Apparently, according to an archeologist from Italy’s Ministry of Cultural Heritage, the antique is a stolen good that was “looted, smuggled, and illegally exported from Italy.”
The sculpture is called “Fragment of Myron’s Samian Athena” from the Axel Vervoordt Gallery in Belgium and dates 1st or 2nd century.
When it arrived in Los Angeles in 2016, the Feds were alerted of the possibility of the art piece being what is considered a “protected cultural property.”
According to the United Nations Educational, Scientific and Cultural Organization, during the Convention for the Protection of Cultural Property first held in The Hague in 1954 and revisited in 1999, protected cultural properties are the safeguarding of “movable or immovable property of great importance to the cultural heritage of every people, such as monuments of architecture, art or history, whether religious or secular; archaeological sites; groups of buildings which, as a whole, are of historical or artistic interest; works of art; manuscripts, books and other objects of artistic, historical or archaeological interest; as well as scientific collections and important collections of books or archives or of reproductions of the property defined above.”

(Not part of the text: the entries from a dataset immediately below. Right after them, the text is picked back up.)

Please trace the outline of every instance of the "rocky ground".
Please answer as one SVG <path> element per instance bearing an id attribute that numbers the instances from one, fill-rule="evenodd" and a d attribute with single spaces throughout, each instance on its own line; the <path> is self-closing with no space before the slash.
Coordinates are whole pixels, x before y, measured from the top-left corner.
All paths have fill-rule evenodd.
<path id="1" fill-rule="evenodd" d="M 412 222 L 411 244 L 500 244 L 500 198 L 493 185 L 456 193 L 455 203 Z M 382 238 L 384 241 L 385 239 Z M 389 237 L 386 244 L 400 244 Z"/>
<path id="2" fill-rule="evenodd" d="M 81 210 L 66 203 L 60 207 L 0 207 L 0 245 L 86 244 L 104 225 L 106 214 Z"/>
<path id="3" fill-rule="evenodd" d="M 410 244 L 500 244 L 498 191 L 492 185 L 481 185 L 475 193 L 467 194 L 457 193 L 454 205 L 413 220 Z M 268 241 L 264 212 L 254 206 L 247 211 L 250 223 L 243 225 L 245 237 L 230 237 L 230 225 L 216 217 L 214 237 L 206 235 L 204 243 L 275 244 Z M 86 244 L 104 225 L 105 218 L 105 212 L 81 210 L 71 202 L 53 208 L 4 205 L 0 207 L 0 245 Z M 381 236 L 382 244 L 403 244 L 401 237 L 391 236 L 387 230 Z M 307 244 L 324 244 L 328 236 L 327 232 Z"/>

The Kardashian had received a $745,882, 5.5-ton shipment of 40 antiques and contemporary furniture to decorate one of her properties.
According to a complaint filed in California on Friday, the newly minted billionaire divorcee has to hand over the property in what is called a “civil forfeiture.”
But in a plot twist that smells suspiciously like an episode of “Keeping Up with the Kardashians,” her office states that she didn’t even buy this piece in question and the law student is ready to work with the government to find the real ancient boosters.
“Kim never purchased this piece and this is the first that she has learned of its existence. We believe it may have been purchased using her name without authorization and because it was never received, she was unaware of the transaction. We encourage an investigation and hope that it gets returned to the rightful owners.”
As a woman of Armenian descent, we are sure she would never want anything to do with the stealing of culture, a phenomenon that has left her own people stripped of its heritage.